妻と娘との会話に入れず、「家族から孤立している」と感じてつらい…。
そんな思いを抱える父親は、実はあなただけではありません。
なぜ孤立感を感じてしまうのかという心理的背景や、孤立感を和らげるための考え方・行動のヒントをご紹介します。
アドラー心理学のスペシャリストの熊野英一さんの視点も交えながら、家族との関係性を前向きに見直すきっかけをお届けします。
父親は家族の中で本当に孤立しているのか

でも、自分はその会話の輪に入れず、なんだか孤立してしまっていると感じます。
やっぱり男だから仲良くできないのでしょうか?ずっとこのままだと思うと辛いです。
家族みんなで楽しく話してご飯を食べたりする時間って本当にかけがえのないものですよね。
それがなかなかうまくいかないとなると、本当に辛いですよね。
これからのことを考えてどうしていったらいいか、一緒に考えていきましょう。
なぜ孤立を感じるのか?
人は、複数の人がいるコミュニティの中で、ひとりだけ仲間外れにされていると感じると「孤立している」と思うものです。
今回の場合、妻と娘が話している会話に入れないことで孤立を感じているということですが、それは単に「その会話に入れていないだけ」であって、本当に孤立しているわけではないかもしれません。
また、意見や価値観が違うことで「自分だけ孤立している」と感じる場合もあると思います。
家族に限らず、自分とは違う価値観や意見を持っているのは当たり前のこと。
今回は妻と娘が楽しそうに会話している姿を見たかもしれませんが、妻と娘の間にも違うところは必ずあります。
そういうシーンを見ることが多いように感じているかもしれませんが、それはたまたまかもしれないのです。
質問の内容だけでは正確な判断はできませんが、少なくとも嫌がらせをされているわけでもなさそうですし、客観的に見る限り、そこまで深刻ではないような気がします。
では、なんでそんなに孤独を感じるのでしょうか?
同じ出来事も人によって解釈が違う
アドラーはこんなことを言っています。
アドラー心理学のポイント
私たちが経験する現実とは、自分自身で意味をつけたものだ。
これはアドラー心理学の「認知論」に基づく考え方。
同じ出来事でも人はそれぞれの価値観や経験をもとに異なる解釈をするものだ、ということです。

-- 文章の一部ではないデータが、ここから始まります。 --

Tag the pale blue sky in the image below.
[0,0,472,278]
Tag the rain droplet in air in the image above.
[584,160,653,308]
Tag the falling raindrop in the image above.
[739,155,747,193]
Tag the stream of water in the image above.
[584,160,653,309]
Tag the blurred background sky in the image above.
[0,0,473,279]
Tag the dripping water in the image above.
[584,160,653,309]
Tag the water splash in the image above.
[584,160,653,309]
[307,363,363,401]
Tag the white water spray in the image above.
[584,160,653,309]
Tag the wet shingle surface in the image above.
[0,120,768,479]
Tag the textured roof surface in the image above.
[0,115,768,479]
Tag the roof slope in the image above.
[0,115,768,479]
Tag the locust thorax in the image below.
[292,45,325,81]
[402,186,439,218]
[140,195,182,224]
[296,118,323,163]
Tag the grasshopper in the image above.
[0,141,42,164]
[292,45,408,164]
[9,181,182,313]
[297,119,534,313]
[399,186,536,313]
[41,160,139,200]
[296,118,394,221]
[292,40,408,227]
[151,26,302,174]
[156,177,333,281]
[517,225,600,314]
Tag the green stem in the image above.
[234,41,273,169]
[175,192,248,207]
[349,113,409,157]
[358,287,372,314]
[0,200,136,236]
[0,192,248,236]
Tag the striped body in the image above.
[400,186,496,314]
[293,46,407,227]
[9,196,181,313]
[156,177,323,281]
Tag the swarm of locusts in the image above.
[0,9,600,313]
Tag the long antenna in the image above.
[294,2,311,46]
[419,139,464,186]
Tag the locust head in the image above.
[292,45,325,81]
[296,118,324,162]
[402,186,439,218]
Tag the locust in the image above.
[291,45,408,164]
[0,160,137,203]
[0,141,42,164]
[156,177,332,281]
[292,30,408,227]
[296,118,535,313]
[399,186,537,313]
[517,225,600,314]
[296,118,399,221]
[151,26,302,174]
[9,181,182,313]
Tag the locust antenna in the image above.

最近、妻と娘の会話に入れていないという出来事を、あなたは「仲間外れにされた」と認知したようですが、妻と娘からすると「ただ、二人で共通の話題を話していた」と認知していただけ。
なんなら「パパが入れない会話になってしまい申し訳ない」と心の内では思っているかもしれません。
なので、本当の気持ちはわからないものの、出来事だけをネガティブに捉えてしまっている可能性があります。
その認知の違いはどうにもできないかというと、そんなことはないと思います。
先入観や思い込みを手放してみよう!
男女の価値観が必ず合わないとは限らない
一般的に男性と女性で価値観や考え方が違うことが多いものですが、それは「必ず」ということではありません。
人によっては男女でも似ている場合もありますし、逆に同性でもまったく合わない人もいます。
人は性別だけでなく、世代や出身地など、いろいろなカテゴリーに対して経験などから一定の先入観や思い込みを持ってしまうものですが、その思い込みがあると、認知がゆがんでしまうことがあります。
おそらくあなたは「男女は話が合わない」という思い込みを持っているのかもしれません。
また娘さんに至っては世代も違いますから、より合わないものと思い込んでいませんか?
まずはその思い込みを手放してみてください。
孤立を感じていることを家族に話してみよう
妻や娘は、あなたが孤立を感じていることを知っているでしょうか?
あくまで推測ですが、多分知らないと思います。
であれば、一回聞いてみたらどうでしょう?
なんか最近、二人の会話に入れないことが多くて孤立しているみたいに感じてつらいんだよね。
そのくらい軽い感じで。
もし「だろうね」と言われたら、それは強烈なショックを受けそうなので聞くのも勇気がいるかもしれません。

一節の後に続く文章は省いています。